Up to 20% and 30% of patients with glioblastoma were reported to experience venous thrombosis in the perioperative period and during chemotherapy, respectively, as PS is lowered due to paralysis.58 Nalluri et al indicated that BV increased the risk of venous thrombosis by 1.3-fold in patients with cancer; thus, patients with glioblastoma should receive anticoagulant therapy.59 If BV is administered to patients with glioblastoma with a high risk of cerebral hemorrhage while providing anticoagulant therapy, further increases in the risk of cerebral hemorrhage is a concern. Although previous reports have indicated that BV does not contribute to the incidence of intracerebral hemorrhage while patients are receiving anticoagulant therapy,60,61 caution is necessary because an intracerebral hemorrhage is often a life-threatening event.

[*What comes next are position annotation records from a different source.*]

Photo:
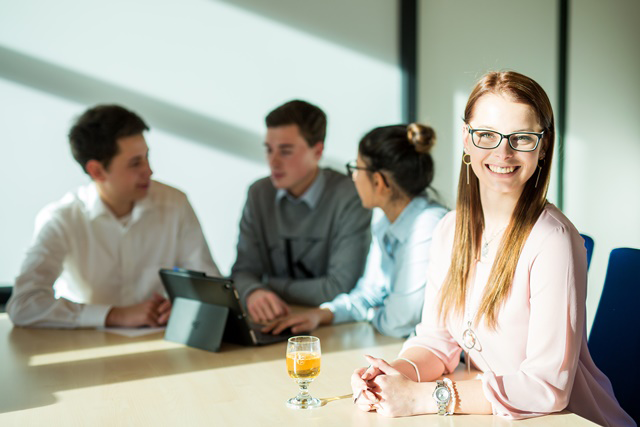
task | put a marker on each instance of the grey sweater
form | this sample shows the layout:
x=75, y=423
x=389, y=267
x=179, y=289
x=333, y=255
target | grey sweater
x=307, y=253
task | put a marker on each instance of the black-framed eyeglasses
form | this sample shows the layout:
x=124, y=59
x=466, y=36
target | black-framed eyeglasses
x=519, y=141
x=353, y=166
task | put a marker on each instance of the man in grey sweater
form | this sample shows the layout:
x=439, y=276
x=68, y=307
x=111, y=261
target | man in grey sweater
x=304, y=234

Administration of BV doubled the risk of cerebral infarction or myocardial infarction compared to patients who did not receive BV.62,63 The incidence of cerebral infarction was reported to be ~9% in patients with glioma because of surgery, chemotherapy, or radiation therapy.64 Fraum et al reported no difference in the incidence of cerebral infarction with BV or without BV.56

Hypertension is a common adverse event of BV. In their meta-analysis, Ranpura et al reported that the incidence of hypertension due to BV was 23.6% and the incidence of grade 3/4 severe hypertension was 7.9%.65 BV may cause hypertension because of glomerular injury due to occlusion of micro-arteries in the kidney or a reduction in the production of nitric oxide in the arterial wall.66 Some reports confirm the correlation between the administration of BV for glioblastoma and hypertension,6769 while at least one report refutes it.70 Thus, the issue remains unresolved.

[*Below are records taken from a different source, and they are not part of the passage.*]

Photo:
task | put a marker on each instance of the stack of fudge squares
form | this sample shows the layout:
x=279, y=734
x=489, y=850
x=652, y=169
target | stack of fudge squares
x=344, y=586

Proteinuria is an adverse event caused by impairment of glomerular endothelial cells due to BV.71 Regular urinalysis during outpatient visits is essential since proteinuria may lead to nephrotic syndrome or renal failure. According to the meta-analysis conducted by Wu et al, the incidence of grade 3/4 severe proteinuria was 2.2%.72 Both proteinuria and hypertension have been reported to occur even under low-dose administration of BV (2.5 mg/kg).

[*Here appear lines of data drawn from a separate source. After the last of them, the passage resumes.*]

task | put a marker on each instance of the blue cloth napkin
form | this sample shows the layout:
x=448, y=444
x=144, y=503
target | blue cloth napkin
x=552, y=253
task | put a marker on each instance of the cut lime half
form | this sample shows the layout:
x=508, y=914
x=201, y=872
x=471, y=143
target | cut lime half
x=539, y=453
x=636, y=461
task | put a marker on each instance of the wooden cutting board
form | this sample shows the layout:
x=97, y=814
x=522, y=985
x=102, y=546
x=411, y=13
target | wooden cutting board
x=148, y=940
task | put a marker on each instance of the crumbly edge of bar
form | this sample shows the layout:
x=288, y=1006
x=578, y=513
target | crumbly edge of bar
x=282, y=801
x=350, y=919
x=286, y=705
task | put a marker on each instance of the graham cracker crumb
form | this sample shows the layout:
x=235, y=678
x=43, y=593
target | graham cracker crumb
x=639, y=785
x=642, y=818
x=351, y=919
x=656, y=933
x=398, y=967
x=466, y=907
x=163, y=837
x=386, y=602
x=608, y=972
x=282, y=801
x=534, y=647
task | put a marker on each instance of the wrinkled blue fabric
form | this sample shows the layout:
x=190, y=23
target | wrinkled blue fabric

Clark et al reported a high complication rate (35%) in patients undergoing craniotomy after BV therapy, including delayed wound healing and infection, along with an increased risk of delayed wound healing in patients undergoing craniotomy within 28 days of BV administration.73 Abrams analyzed a number of papers to examine an association between administration of BV and wound healing, and reported it was necessary to perform craniotomy 4 weeks after cessation of BV therapy, and a 2-week interval after craniotomy is necessary before re-initiation of BV.74

Conclusion

Although the usefulness of BV administration in patients with newly-diagnosed glioblastoma is partly supported by results such as prolongation of time maintaining KPS ≥70, active administration of BV at the primary stage remains controversial because optimal treatment after recurrence has not been established. Since the administration of BV at the primary stage failed to prolong survival, RT + TMZ remains the standard therapy for glioblastoma. RT + TMZ therapy should be performed in patients with KPS ≥90, considering the possible adverse events of BV. As most patients with glioblastoma have poor KPS at the primary stage, BV should be administered to patients with poor KPS at initial presentation because BV appears to increase or preserve their PS. Most of the adverse events of BV occur as complications of glioblastoma itself, leading to low PS scores. It is therefore crucial to explain to these patients the advantages and disadvantages of BV administration.

Footnotes

Disclosure

The author has received speaker honoraria from Chugai Pharmaceutical Co., Merck Sharp and Dohme (MSD), Eisai and Nobelpharma. The author reports no other conflicts of interest in this work.